Прежде чем привести второй пример на эту тему, я хочу сказать, что во многом согласен с теми, кто говорит, что не стоит начинать попытки понять роман с изучения биографии автора, и путать писателя и его героев. Однажды, вскоре после публикации «Музея Невинности», я повстречал на улице своего старого знакомого, профессора, которого давно не видел и с которым время от времени, бывало, беседовал на эти темы. Решив, что кому, как не ему, меня понять, я посетовал, что меня постоянно спрашивают, не Кемаль ли я. И мы с моим старым знакомым завели разговор, прогуливаясь по району Нишанташи, по тем самым улицам, где происходит действие моего романа. Вспомнили сначала работу Мишеля Фуко «Что такое автор?», потом концепцию имплицитного читателя, выдвинутую Вольфгангом Изером, и концепцию читателя образцового, предложенную Умберто Эко, которого мы оба любим и который много лет назад, как я сейчас, тоже читал Нортоновские лекции в Гарварде. Мой добрый приятель привел пример упомянутого мной в «Черной книге» (в главе «Три мушкетера») арабского поэта Абу Наваса, который писал так, что создавалось впечатление – не соответствующее действительности, – будто он гомосексуален; рассказал о многовековой китайской традиции, в соответствии с которой писатели-мужчины вели повествование от женского лица. Как и полагается интеллигентам из незападной страны, привычно жалующимся на невысокий культурный уровень своего народа, мы без особой горечи поговорили о том, что газеты распаляют интерес читателей к сплетням, а это замедляет усвоение западной концепции романа и художественного вымысла.

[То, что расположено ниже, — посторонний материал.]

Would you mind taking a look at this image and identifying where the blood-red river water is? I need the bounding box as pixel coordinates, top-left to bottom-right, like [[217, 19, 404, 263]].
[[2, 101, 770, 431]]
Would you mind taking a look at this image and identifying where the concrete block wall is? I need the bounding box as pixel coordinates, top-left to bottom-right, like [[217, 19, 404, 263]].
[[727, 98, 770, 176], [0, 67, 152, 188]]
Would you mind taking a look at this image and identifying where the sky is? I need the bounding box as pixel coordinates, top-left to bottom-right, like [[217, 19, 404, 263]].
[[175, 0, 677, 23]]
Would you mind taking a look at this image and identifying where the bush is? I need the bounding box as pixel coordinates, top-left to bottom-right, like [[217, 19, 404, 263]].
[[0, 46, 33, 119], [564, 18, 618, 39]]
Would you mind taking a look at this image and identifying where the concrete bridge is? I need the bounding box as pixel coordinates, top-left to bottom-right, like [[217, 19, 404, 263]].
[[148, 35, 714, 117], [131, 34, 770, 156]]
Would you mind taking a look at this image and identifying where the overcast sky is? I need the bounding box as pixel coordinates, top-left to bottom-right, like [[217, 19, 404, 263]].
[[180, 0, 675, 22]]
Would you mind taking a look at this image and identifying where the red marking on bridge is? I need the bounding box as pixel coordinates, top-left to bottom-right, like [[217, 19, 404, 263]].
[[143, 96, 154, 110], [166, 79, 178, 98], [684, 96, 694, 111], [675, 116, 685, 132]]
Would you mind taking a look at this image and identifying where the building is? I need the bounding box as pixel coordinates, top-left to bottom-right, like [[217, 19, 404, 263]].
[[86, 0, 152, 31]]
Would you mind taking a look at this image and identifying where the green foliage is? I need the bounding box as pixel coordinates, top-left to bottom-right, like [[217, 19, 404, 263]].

4Эдвард Морган Форстер (1879–1970) – английский писатель, литературный критик, сценарист и эссеист.
5«Повесть о Гэндзи» – одно из наиболее значимых произведений японской классической литературы. Авторство приписывается поэтессе и писательнице Мурасаки Сикибу, жившей в конце X – начале XI века.
6Тюркан Шорай (род. 1945) – турецкая киноактриса, сценарист и режиссер.